Pour relever ces nombreux défis, les experts tablent sur le développement alternatif de trois sources énergétiques : l’éolien, le gaz et l’énergie atomique. En comparaison, le potentiel de l’énergie hydroélectrique est aujourd’hui presque complètement épuisé et l’énergie photovoltaïque semble beaucoup  moins prometteuse. Les experts de Baden sont en effet très critiques : les panneaux solaires, qui font aujourd’hui l’objet d’un subventionnement massif, ne délivrent qu’environ 8% de leur production de décembre à février et ne participent que très insuffisamment aux coûts qu’ils engendrent en matière de transport et d’interconnections.

En préalable aux scénarios alternatifs proposés, l’étude détaillent plusieurs actions qui devraient être entreprises dans tous les cas :

  • Nécessité d’un accord sur l’électricité avec l’UE, car la coopération avec nos voisins est indispensable ;
  • Garantir la poursuite de l’exploitation des centrales nucléaires existantes en adaptant le cadre réglementaire ;
  • Réforme du régime des subventions pour éviter de financer des énergies qui se déploient surtout en été alors que les besoins sont manifestes en hiver ;
  • Accélération du développement de l’énergie éolienne qui fournit deux tiers de son énergie au semestre d’hiver ;
  • Création de conditions-cadres permettant la construction rapide de centrales à gaz si le besoin s’en fait sentir.

Les deux scénarios alternatifs proposés visent à compenser la perte de plus d’un tiers de la production nationale totale d’électricité en hiver due à la sortie progressive du nucléaire qui avait été décidée par le Peuple suite à la catastrophe de Fukushima :

  • Le scénario 1 repose sur un mix d’hydroélectricité, d’une augmentation accrue d’énergie photovoltaïque et, surtout, d’une augmentation de l’éolien.
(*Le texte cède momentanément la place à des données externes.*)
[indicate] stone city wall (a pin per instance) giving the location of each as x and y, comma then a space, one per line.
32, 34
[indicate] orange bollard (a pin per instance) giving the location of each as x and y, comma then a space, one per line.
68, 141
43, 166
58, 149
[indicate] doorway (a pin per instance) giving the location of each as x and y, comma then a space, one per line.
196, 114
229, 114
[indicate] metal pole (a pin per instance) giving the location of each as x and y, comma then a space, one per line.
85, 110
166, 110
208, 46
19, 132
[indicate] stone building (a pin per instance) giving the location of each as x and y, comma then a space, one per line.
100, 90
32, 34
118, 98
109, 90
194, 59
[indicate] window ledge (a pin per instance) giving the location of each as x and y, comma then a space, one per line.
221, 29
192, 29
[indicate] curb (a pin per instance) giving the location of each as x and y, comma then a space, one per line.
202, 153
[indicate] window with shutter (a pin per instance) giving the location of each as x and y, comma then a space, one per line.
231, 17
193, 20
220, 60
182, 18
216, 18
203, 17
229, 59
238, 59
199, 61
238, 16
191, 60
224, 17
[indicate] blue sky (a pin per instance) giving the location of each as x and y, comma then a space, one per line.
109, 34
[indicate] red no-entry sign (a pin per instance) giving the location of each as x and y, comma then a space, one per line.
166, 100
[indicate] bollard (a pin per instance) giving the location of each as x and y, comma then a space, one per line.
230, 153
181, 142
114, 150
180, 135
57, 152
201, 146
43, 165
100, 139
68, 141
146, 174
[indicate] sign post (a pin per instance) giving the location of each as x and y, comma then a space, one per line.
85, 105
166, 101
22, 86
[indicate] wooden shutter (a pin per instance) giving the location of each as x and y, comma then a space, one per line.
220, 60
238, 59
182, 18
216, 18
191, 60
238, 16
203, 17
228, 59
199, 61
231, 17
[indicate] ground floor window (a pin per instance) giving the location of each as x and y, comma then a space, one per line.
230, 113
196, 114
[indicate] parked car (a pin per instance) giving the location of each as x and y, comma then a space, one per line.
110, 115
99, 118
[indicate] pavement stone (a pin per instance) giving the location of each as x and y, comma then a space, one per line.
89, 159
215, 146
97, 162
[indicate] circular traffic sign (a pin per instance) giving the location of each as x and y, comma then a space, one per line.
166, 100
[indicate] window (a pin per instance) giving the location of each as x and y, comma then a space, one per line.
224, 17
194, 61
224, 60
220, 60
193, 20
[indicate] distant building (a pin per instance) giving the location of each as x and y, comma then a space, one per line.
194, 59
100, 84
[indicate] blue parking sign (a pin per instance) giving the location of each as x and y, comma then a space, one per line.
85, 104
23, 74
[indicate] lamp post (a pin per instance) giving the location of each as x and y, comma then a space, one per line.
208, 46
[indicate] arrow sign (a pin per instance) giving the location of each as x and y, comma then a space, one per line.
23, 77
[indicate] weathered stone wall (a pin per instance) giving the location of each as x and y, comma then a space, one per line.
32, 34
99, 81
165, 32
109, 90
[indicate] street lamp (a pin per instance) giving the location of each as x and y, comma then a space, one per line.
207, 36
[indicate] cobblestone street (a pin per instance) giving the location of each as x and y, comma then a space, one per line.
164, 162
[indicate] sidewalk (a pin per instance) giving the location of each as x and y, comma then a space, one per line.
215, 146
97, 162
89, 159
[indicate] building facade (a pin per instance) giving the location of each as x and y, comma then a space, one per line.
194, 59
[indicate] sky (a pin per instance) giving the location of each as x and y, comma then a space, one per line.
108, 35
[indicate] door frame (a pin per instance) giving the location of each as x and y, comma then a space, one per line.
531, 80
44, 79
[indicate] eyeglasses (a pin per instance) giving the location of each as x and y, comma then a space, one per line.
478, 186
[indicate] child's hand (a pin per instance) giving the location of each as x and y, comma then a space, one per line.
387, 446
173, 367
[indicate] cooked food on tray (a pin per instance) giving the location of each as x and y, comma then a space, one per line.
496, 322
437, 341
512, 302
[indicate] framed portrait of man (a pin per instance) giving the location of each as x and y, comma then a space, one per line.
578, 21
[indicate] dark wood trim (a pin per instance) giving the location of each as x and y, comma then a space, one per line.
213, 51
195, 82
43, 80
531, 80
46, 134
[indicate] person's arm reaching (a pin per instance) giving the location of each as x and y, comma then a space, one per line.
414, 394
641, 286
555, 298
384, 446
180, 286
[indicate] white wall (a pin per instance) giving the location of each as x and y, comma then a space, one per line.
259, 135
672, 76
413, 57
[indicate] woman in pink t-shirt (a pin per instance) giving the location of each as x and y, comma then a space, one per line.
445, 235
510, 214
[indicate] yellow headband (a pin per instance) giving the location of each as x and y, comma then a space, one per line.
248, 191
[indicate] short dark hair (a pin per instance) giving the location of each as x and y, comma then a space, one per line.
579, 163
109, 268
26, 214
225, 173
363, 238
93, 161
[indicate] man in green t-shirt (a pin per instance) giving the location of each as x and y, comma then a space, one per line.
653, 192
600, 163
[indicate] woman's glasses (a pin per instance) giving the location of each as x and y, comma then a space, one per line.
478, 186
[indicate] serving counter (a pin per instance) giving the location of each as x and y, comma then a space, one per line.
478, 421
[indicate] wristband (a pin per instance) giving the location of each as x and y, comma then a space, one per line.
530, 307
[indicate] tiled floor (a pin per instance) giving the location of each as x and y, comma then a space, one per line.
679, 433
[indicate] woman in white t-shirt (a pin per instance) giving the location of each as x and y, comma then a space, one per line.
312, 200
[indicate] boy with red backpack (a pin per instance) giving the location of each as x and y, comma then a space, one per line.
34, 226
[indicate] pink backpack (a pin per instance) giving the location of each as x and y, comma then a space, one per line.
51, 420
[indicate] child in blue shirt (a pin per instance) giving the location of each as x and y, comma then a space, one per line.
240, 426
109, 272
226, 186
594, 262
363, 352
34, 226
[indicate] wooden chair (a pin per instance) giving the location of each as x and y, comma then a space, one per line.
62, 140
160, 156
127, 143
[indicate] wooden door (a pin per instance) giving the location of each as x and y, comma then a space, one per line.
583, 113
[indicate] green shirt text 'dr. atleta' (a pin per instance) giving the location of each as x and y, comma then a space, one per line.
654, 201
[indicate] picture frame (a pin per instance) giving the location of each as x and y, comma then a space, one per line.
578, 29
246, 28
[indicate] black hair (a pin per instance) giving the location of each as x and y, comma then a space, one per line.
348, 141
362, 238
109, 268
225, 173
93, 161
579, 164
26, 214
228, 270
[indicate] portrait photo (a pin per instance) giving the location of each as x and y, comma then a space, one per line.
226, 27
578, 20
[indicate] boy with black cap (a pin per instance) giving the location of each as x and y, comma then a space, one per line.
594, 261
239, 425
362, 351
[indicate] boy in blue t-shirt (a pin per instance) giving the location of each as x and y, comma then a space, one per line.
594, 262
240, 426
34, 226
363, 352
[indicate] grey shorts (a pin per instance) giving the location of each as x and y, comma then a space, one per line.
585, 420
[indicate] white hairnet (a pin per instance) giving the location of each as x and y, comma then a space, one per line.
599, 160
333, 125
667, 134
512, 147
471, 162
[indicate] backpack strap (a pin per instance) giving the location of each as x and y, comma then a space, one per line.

Des centrales à gaz devraient intervenir afin de garantir l’approvisionnement hivernal.
  • Le scénario 2 vise principalement à construire deux nouvelles centrales nucléaires, ce qui réduirait notablement le recours aux sources alternatives.

Les commentaires d’Axpo présentent le mérite d’être très réalistes. Si Axpo soutient « fermement » le projet de lever l’interdiction de construire de nouvelles centrales nucléaires, l’énergéticien de Baden reconnait la nécessité d’un transfert des risques à l’Etat pour cette construction. Globalement Axpo reconnait que le scénario 1 semble susciter moins de résistances mais souligne également les difficultés de mise en œuvre de ce premier scénario, et notamment du développement significatif de la production éolienne.